Pour les professionnels de la construction et l’exploitation, « les évolutions de salaire sont plus contrastées que pour les équipes de développement, avec parfois des hausses », car l’optimisation et la valorisation de la production deviennent vitales pour la pérennité des entreprises du secteur. « Les spécialistes du pilotage intelligent de la valorisation, de la production et de la consommation d’énergie sont de plus en plus recherchés », constate le patron d’Elatos.

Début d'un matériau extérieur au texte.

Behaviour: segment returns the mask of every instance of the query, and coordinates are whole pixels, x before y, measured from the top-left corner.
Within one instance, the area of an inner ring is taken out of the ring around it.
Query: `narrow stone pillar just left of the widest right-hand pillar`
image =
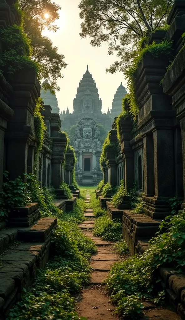
[[[153,197],[155,194],[154,185],[154,140],[153,135],[143,137],[143,176],[144,196]]]

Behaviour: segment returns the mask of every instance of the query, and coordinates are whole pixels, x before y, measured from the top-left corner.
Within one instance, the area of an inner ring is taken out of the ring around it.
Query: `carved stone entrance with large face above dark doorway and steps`
[[[74,143],[76,163],[76,180],[79,185],[97,185],[102,179],[100,170],[101,142],[96,121],[84,117],[76,127]]]

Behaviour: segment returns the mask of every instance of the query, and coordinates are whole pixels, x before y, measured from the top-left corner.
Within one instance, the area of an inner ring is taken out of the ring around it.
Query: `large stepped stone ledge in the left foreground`
[[[41,218],[32,227],[3,230],[4,235],[12,241],[27,243],[15,249],[10,248],[1,257],[0,319],[4,319],[13,303],[21,299],[23,288],[32,284],[37,269],[44,268],[50,255],[51,231],[56,228],[56,224],[56,218]]]

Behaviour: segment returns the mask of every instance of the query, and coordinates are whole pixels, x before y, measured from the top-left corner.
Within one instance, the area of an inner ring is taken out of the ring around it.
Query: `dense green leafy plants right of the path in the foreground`
[[[150,248],[140,257],[116,263],[106,280],[111,300],[117,304],[120,315],[137,318],[142,312],[143,300],[160,303],[165,292],[159,290],[159,267],[185,271],[185,211],[170,215],[161,222],[160,231]],[[162,286],[161,286],[162,288]]]

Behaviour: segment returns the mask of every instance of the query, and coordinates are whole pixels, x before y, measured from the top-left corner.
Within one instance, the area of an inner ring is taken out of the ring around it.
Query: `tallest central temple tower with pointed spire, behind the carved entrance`
[[[87,70],[77,88],[76,98],[73,101],[73,113],[69,113],[67,109],[66,114],[64,112],[60,114],[62,130],[68,131],[72,125],[77,124],[84,116],[92,117],[97,123],[102,124],[107,131],[110,130],[112,124],[110,112],[103,114],[101,105],[96,83],[87,66]]]

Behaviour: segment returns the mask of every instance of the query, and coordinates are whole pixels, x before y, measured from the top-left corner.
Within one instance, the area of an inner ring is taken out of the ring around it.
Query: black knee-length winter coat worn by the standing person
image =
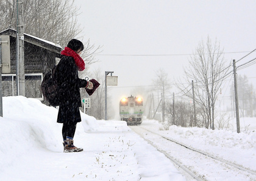
[[[73,57],[63,55],[56,71],[56,79],[60,87],[60,107],[57,122],[80,122],[79,107],[82,106],[80,88],[86,87],[87,80],[79,79]]]

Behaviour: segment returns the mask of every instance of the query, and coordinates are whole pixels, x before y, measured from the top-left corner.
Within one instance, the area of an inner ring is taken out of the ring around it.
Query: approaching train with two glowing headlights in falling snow
[[[121,121],[126,121],[127,125],[141,124],[143,112],[144,107],[142,98],[134,98],[133,96],[130,96],[120,100],[119,114]]]

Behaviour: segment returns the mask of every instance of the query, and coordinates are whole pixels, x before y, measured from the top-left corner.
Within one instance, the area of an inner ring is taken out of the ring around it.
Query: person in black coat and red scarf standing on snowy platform
[[[61,52],[62,59],[56,68],[56,80],[60,87],[59,113],[57,122],[63,123],[62,137],[64,152],[80,152],[82,148],[74,146],[74,133],[77,122],[81,122],[79,107],[82,107],[80,88],[93,89],[93,83],[79,79],[78,71],[85,69],[85,62],[80,57],[84,44],[76,39],[70,40]]]

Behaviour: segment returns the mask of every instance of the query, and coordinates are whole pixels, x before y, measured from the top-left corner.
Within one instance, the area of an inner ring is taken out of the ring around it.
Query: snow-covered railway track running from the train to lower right
[[[256,171],[199,151],[142,126],[130,128],[165,154],[187,180],[256,180]]]

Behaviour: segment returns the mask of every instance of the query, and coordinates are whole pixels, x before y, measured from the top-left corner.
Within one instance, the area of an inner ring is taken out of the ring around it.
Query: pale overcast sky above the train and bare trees
[[[160,68],[172,82],[183,76],[190,54],[207,37],[220,42],[230,63],[256,48],[256,1],[76,0],[76,4],[84,40],[102,46],[96,55],[99,62],[90,70],[114,71],[119,88],[113,89],[124,96],[130,94],[129,88],[121,87],[152,85]],[[240,63],[255,57],[256,53]],[[256,77],[255,68],[238,73]]]

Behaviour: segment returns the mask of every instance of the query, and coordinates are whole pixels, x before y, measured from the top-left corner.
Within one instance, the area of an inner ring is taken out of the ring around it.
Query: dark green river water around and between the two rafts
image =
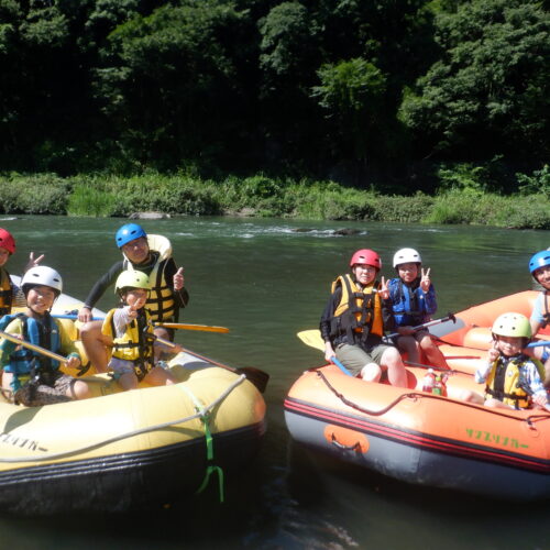
[[[31,250],[46,254],[65,292],[84,298],[120,258],[120,219],[0,217],[18,252],[19,274]],[[170,239],[185,267],[186,322],[220,324],[228,334],[179,331],[178,341],[234,366],[271,374],[268,429],[257,460],[227,480],[227,502],[202,494],[157,513],[22,519],[0,516],[1,547],[466,549],[550,548],[550,504],[518,505],[409,486],[336,463],[289,439],[283,400],[300,373],[322,363],[300,330],[317,328],[330,283],[353,251],[372,248],[392,275],[393,253],[419,250],[431,267],[439,315],[531,287],[527,262],[550,245],[549,231],[454,226],[182,218],[144,221]],[[339,229],[354,230],[341,237]],[[99,302],[114,304],[110,292]]]

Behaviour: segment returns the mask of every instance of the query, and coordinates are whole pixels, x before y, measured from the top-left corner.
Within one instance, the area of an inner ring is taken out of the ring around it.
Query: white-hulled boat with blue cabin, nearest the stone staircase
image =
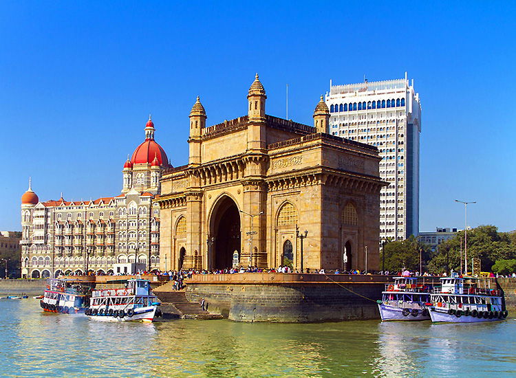
[[[85,311],[89,318],[103,322],[152,322],[161,316],[160,302],[151,291],[151,282],[131,278],[107,282],[110,288],[96,289]],[[118,287],[116,287],[118,286]]]

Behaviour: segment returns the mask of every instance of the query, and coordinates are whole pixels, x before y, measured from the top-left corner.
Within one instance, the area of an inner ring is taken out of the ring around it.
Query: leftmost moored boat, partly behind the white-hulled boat
[[[90,285],[87,281],[48,278],[40,306],[53,313],[83,313],[92,293]]]

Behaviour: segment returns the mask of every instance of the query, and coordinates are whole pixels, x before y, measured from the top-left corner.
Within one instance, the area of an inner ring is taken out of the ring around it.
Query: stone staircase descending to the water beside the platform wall
[[[172,291],[168,290],[163,285],[159,289],[153,291],[154,295],[162,302],[162,311],[166,314],[171,314],[171,318],[175,315],[182,319],[196,319],[196,320],[215,320],[223,319],[224,317],[219,313],[210,313],[203,310],[200,303],[190,302],[186,299],[184,290]]]

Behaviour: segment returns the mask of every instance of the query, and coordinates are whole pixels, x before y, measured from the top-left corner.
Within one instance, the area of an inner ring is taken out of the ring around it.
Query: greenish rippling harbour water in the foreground
[[[512,314],[511,314],[512,315]],[[0,300],[3,377],[514,377],[516,320],[105,323]]]

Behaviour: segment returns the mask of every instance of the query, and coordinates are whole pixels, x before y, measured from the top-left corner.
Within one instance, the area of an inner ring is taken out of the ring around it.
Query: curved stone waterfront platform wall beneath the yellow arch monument
[[[388,276],[216,274],[188,280],[186,297],[239,322],[379,319],[376,300]]]

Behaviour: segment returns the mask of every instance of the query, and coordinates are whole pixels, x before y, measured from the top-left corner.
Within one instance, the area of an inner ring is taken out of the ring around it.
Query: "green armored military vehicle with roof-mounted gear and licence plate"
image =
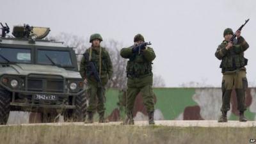
[[[2,26],[0,36],[0,124],[10,111],[42,113],[44,122],[63,115],[83,121],[86,98],[76,54],[63,42],[46,40],[49,28]]]

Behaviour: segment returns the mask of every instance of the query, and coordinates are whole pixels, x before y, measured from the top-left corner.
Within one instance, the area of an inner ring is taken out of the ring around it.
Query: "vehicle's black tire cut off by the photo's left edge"
[[[10,93],[0,88],[0,125],[7,123],[10,114]]]

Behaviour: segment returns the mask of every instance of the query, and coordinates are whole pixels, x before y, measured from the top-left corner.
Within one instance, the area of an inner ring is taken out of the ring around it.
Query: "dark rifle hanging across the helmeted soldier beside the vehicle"
[[[89,76],[93,76],[95,78],[95,80],[100,84],[100,86],[102,86],[102,82],[100,80],[100,76],[99,76],[99,72],[95,66],[95,63],[93,63],[93,61],[89,61],[89,53],[85,52],[83,54],[85,61],[88,62],[88,65],[86,66],[86,70],[89,73]]]

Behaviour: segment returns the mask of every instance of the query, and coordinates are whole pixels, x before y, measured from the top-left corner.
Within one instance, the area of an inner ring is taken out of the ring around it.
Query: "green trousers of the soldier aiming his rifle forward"
[[[147,111],[154,111],[154,93],[152,89],[152,76],[141,77],[141,78],[131,78],[128,77],[127,81],[127,104],[126,113],[129,113],[134,108],[134,102],[136,96],[141,92],[143,97],[143,104],[147,108]]]

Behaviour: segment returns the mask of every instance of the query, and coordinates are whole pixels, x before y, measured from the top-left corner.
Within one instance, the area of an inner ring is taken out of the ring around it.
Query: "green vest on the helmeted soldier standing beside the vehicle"
[[[86,52],[90,54],[90,61],[93,61],[95,67],[97,68],[100,78],[108,76],[108,55],[106,49],[101,47],[101,52],[90,47]],[[101,56],[101,57],[100,57]],[[101,61],[101,63],[100,63]],[[86,76],[89,75],[89,72],[86,72]]]

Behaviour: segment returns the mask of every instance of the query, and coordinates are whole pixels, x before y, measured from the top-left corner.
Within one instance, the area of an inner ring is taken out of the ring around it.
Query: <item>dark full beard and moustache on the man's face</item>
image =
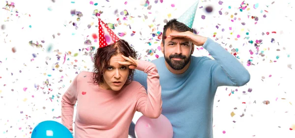
[[[186,56],[182,55],[182,54],[180,54],[180,55],[174,54],[174,55],[169,55],[169,57],[166,57],[165,52],[164,52],[164,58],[165,58],[166,62],[174,70],[183,69],[188,64],[188,62],[190,61],[190,57],[191,57],[191,55],[189,55],[186,58]],[[184,59],[184,60],[173,60],[171,58],[181,58],[181,59]]]

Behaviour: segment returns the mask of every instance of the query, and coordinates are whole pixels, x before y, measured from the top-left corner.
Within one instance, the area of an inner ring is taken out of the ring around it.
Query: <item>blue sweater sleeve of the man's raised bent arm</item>
[[[216,61],[211,73],[217,86],[242,86],[249,82],[250,74],[247,69],[220,44],[207,38],[203,47]]]

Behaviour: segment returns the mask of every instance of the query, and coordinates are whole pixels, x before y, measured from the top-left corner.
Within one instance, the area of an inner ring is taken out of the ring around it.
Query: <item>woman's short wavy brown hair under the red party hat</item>
[[[113,55],[122,54],[126,57],[131,56],[137,59],[137,52],[126,42],[120,39],[118,42],[108,45],[103,48],[98,48],[93,55],[93,83],[103,83],[103,74],[110,64],[110,59]],[[134,70],[129,69],[128,80],[132,81]]]

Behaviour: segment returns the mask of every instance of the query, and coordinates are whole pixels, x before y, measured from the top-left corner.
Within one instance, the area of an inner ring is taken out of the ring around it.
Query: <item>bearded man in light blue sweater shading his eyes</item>
[[[218,86],[242,86],[249,82],[245,67],[218,43],[193,33],[176,19],[163,30],[156,65],[162,87],[163,111],[171,122],[173,138],[212,138],[213,101]],[[193,56],[194,45],[203,46],[215,59]],[[134,81],[147,87],[147,75],[137,71]],[[134,124],[130,132],[134,132]],[[134,135],[129,133],[129,135]]]

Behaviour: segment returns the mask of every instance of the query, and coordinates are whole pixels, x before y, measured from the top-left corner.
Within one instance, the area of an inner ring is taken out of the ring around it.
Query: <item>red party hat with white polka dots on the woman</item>
[[[119,40],[118,36],[100,18],[98,18],[98,34],[99,48],[111,45]]]

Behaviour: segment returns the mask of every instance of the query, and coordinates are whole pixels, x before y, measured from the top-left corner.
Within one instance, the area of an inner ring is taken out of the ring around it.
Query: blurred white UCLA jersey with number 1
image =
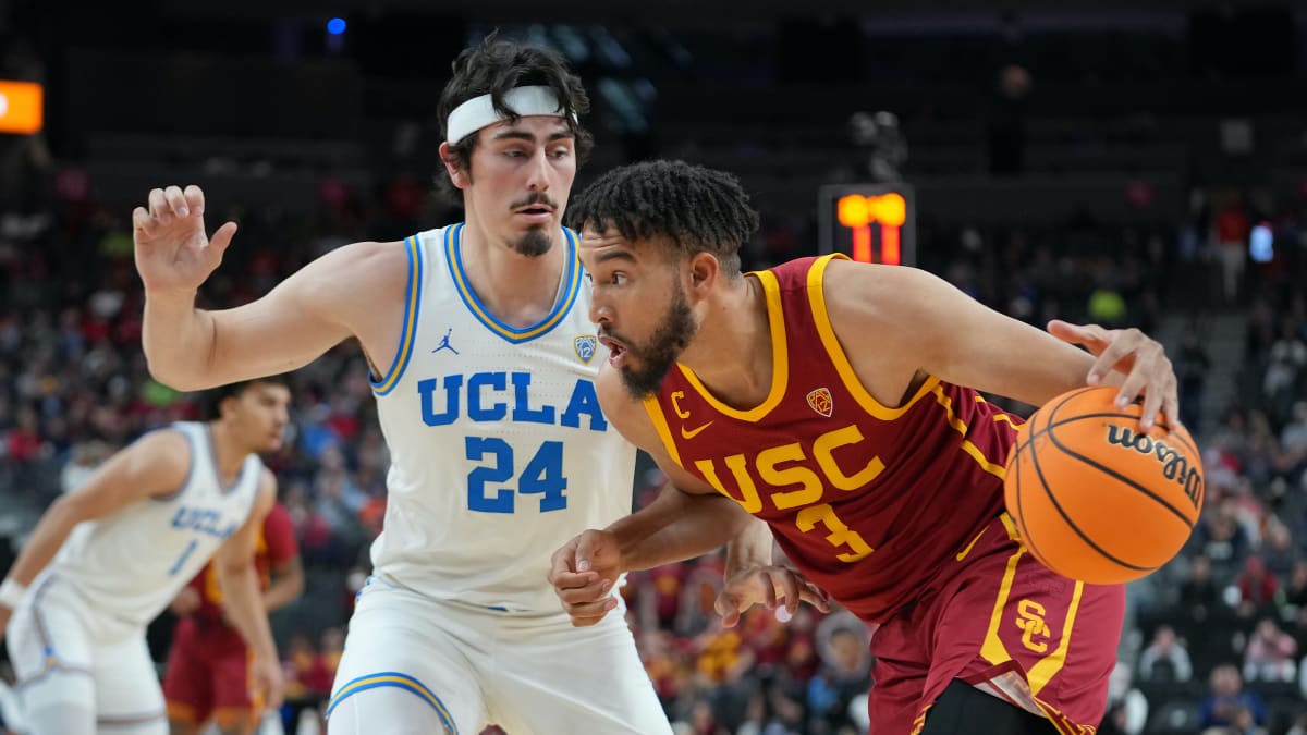
[[[263,462],[251,454],[235,483],[222,487],[208,424],[178,422],[171,429],[191,445],[186,483],[175,493],[77,524],[48,569],[94,609],[142,625],[246,522],[263,475]]]

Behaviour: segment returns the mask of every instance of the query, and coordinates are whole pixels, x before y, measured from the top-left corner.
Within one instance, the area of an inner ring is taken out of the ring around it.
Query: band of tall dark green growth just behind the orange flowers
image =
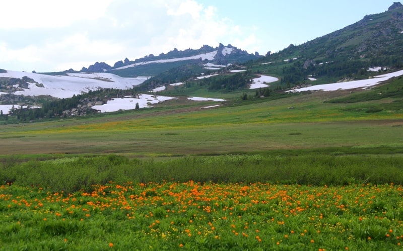
[[[403,184],[402,156],[301,156],[220,155],[186,156],[154,161],[118,155],[31,160],[3,164],[2,183],[37,186],[53,191],[90,191],[93,185],[187,182],[299,185]]]

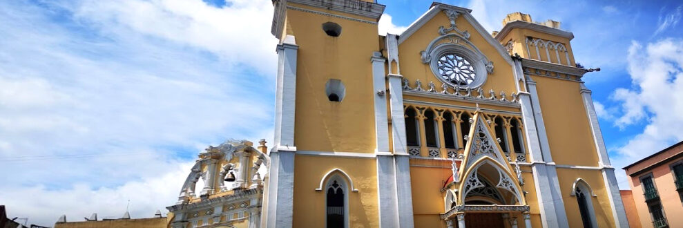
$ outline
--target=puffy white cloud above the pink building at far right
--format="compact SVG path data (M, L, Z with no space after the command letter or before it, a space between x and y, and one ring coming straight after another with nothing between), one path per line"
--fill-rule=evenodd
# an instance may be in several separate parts
M664 39L646 47L633 42L628 50L628 73L633 88L619 88L619 126L645 120L646 126L624 146L614 149L615 167L622 168L683 140L683 40ZM619 172L617 172L619 173ZM621 178L625 178L620 174ZM625 179L620 180L625 187Z

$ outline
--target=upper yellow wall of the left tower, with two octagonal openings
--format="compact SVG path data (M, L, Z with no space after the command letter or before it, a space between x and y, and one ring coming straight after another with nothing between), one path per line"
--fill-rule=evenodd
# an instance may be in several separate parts
M294 128L297 149L374 153L370 57L380 49L377 26L297 10L287 10L287 21L291 28L288 32L299 46ZM325 34L322 24L328 21L342 27L339 37ZM342 102L327 99L328 79L340 79L345 85Z

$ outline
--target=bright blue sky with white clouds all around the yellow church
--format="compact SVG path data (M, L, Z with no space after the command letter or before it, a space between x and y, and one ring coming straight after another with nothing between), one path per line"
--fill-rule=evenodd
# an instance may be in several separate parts
M561 21L620 168L683 140L683 3L443 1L489 31L509 12ZM400 32L431 1L387 5ZM271 1L0 1L0 204L52 225L152 216L196 153L272 137Z

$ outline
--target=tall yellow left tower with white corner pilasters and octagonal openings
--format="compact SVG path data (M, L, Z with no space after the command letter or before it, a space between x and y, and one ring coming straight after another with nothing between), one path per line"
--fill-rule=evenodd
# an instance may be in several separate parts
M378 227L375 158L390 153L377 28L385 6L360 0L274 0L273 6L271 33L280 44L262 224L349 227L349 218L363 218ZM325 202L328 190L345 201Z

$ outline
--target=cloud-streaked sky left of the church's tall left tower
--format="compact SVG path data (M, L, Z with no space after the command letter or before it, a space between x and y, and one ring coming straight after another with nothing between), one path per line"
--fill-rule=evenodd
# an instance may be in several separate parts
M0 1L10 216L121 216L128 199L152 216L206 145L271 137L271 15L270 1Z

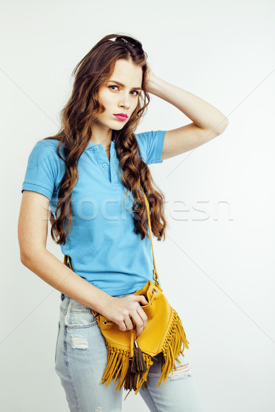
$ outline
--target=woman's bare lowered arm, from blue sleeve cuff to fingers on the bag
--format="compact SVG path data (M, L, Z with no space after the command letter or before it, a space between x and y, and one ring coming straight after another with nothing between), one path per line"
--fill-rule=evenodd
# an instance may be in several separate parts
M120 330L131 330L132 319L139 336L146 326L146 314L139 304L148 303L145 297L112 297L77 275L47 251L49 204L50 200L43 194L23 191L18 222L20 258L23 265L61 293L115 322Z

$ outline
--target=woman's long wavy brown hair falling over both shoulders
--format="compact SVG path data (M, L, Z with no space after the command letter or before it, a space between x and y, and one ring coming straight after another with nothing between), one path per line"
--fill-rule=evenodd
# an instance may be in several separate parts
M112 41L112 39L115 40ZM65 156L63 159L65 174L59 185L58 205L55 211L57 217L55 218L50 211L51 236L57 244L65 244L72 225L71 198L72 190L78 179L78 159L91 139L91 126L98 115L104 112L104 106L98 99L98 91L113 72L115 61L122 58L132 60L142 68L142 92L144 93L144 95L140 93L137 107L125 126L121 130L112 130L122 184L127 189L126 195L129 190L133 193L132 211L134 212L135 233L140 234L142 239L150 236L146 231L148 217L144 196L140 190L142 186L151 209L152 233L157 236L157 240L165 239L167 222L164 215L164 194L153 181L148 165L139 156L137 139L133 133L150 102L145 81L148 70L147 57L140 41L131 36L109 34L104 36L78 62L72 73L72 76L75 75L74 87L69 101L61 111L61 129L56 135L43 139L58 139L56 149L58 157L63 159L60 154L61 145ZM65 233L66 218L68 218L68 225Z

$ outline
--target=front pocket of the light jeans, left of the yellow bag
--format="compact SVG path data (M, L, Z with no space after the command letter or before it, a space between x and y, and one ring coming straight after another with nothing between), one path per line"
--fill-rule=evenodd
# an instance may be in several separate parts
M67 329L91 328L97 324L91 308L71 299L64 313L64 324Z

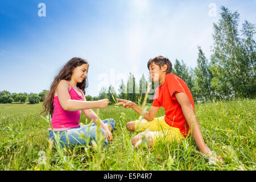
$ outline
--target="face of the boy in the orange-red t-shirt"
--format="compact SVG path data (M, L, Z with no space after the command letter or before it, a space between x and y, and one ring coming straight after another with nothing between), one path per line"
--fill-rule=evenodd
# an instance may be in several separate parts
M166 75L167 65L165 64L163 67L159 67L159 65L152 62L149 66L149 74L151 76L152 81L159 82Z

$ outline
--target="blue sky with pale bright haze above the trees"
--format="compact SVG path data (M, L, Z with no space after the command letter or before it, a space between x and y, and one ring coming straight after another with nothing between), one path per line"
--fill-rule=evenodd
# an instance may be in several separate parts
M38 4L46 16L38 16ZM209 4L217 15L209 16ZM39 93L72 57L89 61L86 95L117 89L129 72L147 76L147 61L162 55L195 68L197 46L209 58L220 6L256 24L256 1L0 1L0 91Z

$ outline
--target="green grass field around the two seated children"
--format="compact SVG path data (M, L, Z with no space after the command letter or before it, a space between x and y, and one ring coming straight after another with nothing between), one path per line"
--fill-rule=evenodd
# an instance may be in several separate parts
M224 159L210 164L193 137L135 150L130 139L137 133L127 131L126 123L139 115L122 106L94 110L117 123L108 148L96 143L60 150L48 143L42 104L0 104L0 170L255 170L255 109L255 100L196 105L205 142ZM160 109L157 117L162 115ZM81 123L86 123L83 113Z

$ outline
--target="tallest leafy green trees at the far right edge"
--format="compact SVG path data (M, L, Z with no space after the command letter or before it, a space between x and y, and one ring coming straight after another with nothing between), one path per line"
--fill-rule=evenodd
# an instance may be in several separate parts
M220 97L255 97L255 27L245 21L240 38L240 14L221 6L221 18L213 23L212 86Z

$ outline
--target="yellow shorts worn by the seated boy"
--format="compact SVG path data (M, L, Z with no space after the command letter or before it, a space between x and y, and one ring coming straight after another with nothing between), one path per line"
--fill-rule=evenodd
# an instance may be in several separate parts
M141 122L136 120L135 131L149 133L152 136L154 143L159 139L167 140L168 142L174 142L174 140L181 142L182 139L185 139L180 133L180 129L167 125L166 121L164 121L164 116L154 118L150 122L146 119L142 119Z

En quête de relais de croissance, nombre de producteurs misent en effet sur le stockage d’électricité, pour améliorer le rendement de leurs centrales, faire du trading d’électricité ou participer, contre rémunération, à l’équilibre du réseau électrique. Mais l’installation de batteries est « moins intensive en hommes que le développement de projets solaires et éoliens », relève Elatos.
Le cabinet constate enfin « un regain d’intérêt pour les fonctions de communication et de lobbying au niveau local, régional et national, qui restent à développer ». L’objectif : contrer sur le terrain les adversaires des énergies renouvelables, qui les jugent trop coûteuses ou inutiles.